Monday, January 12, 2015

Saudi Arabia and the Missing Pages of the 9/11 Report





As noted recently, the USA continues to treat Saudi Arabia as a key ally even though that nation continues to violate international law on human rights abuses and to foster Islamic extremism.  Now, in the wake of events in Paris last week, some want the pages redacted from the 9/11 report to be released.  What will they show?  Mainly that the USA's supposed ally provided most of the funding for the 9/11 attackers. It's past time that America stop giving a pass to and supporting regimes that in so many ways work against America's - and western modernity - interests.  Here are excerpts from a piece in The Daily Beast:

A story that might otherwise have slipped away in a morass of conspiracy theories gained new life Wednesday when former Sen. Bob Graham headlined a press conference on Capitol Hill to press for the release of 28 pages redacted from a Senate report on the 9/11 attacks. And according to Graham, the lead author of the report, the pages “point a very strong finger at Saudi Arabia as the principal financier” of the 9/11 hijackers.

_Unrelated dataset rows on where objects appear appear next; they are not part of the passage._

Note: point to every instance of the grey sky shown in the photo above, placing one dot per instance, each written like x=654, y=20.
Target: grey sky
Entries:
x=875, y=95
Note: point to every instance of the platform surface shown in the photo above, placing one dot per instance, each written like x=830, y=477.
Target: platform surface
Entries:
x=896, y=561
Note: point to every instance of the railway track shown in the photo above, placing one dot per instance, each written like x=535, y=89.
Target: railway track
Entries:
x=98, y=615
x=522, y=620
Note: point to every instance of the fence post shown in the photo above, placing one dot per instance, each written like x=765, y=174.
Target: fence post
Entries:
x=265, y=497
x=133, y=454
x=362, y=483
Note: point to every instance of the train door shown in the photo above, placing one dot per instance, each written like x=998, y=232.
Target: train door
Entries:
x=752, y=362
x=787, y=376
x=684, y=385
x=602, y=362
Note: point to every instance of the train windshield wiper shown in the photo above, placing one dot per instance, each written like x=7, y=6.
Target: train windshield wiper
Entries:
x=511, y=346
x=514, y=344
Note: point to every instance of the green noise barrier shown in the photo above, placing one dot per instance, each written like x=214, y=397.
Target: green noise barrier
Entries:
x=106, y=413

“This may seem stale to some but it’s as current as the headlines we see today,” Graham said, referring to the terrorist attack on a satirical newspaper in Paris. The pages are being kept under wraps out of concern their disclosure would hurt U.S. national security. But as chairman of the Senate Select Committee that issued the report in 2002, Graham argues the opposite is true, and that the real “threat to national security is non-disclosure.”

Graham said the redacted pages characterize the support network that allowed the 9/11 attacks to occur, and if that network goes unchallenged, it will only flourish. He said that keeping the pages classified is part of “a general pattern of coverup” that for 12 years has kept the American people in the dark. It is “highly improbable” the 19 hijackers acted alone, he said, yet the U.S. government’s position is “to protect the government most responsible for that network of support.” 

The Saudis know what they did, Graham continued, and the U.S. knows what they did, and when the U.S. government takes a position of passivity, or actively shuts down inquiry, that sends a message to the Saudis. “They have continued, maybe accelerated their support for the most extreme form of Islam,” he said, arguing that both al Qaeda and ISIS are “a creation of Saudi Arabia.”

Standing with Graham were Republican Rep. Walter Jones and Democratic Rep. Stephen Lynch, co-sponsors of House Resolution 428, which says declassification of the 28 pages is necessary to provide the American public with the full truth surrounding the 9/11 attacks. The two lawmakers echoed Graham’s assertion that national security would not be harmed . . . . 

The relatively few who have read the pages come away with varying levels of shock and surprise. Lynch said he was so blown away that the information was being kept from the public that he told the two room monitors he would be filing legislation. HR 428 had 27 co-sponsors in the last Congress.

Quinn told The Daily Beast, “It’s rather bizarre that we would go to these great lengths to air this heretofore confidential information about how we reacted to 9/11, and at the same time we keep secret information about protecting those who helped launch the attack.”  But now the wheels of justice are finally moving. The Senate passed by voice vote in the last Congress JASTA (Justice Against Sponsors of Terrorism Act). Co-sponsored by Democratic New York Sen. Chuck Schumer and Republican Texas Sen. John Cornyn, the bill would strip diplomatic immunity from nation states in cases of terrorism, and open the door to financial compensation for the 9/11 families from the Saudi government.

It all signals that the decades-long bipartisan policy of always keeping the Saudis happy, and never rocking the boat, may be coming to an end. In Sarasota, Florida, a federal judge is reviewing 80,000 pages of documents that relate to a prominent Saudi family and its extensive contacts with three of the hijackers when they attended flight school in Sarasota.

The family abruptly left the U.S. for Saudi Arabia a few days before the attacks, leaving dinner on the table and a brand new car in the driveway “as though they’d been tipped something was going to happen, and they’d better not be in the country,” said Graham. One member of the family is described as a high-level adviser to the Saudi royal family.

All but three Senate Democrats, joined by one Republican and one independent, signed a letter calling on President Bush to declassify the 28-page section detailing the role of foreign governments in bankrolling the 9/11 attackers.

Oh, and let's not forget how Bush and Cheney allowed a plane full of Saudis to leave the country even as all other flights were grounded. 

1 comment:

BJohnM said...

That plane flew out of Tampa...right after the attack, and the government knew there were people on board connected to Bin Laden (some family members), and for some reason didn't think it at all important to question them prior to letting them leave.

Not to mention, it was the only private plane allowed to fly during that time.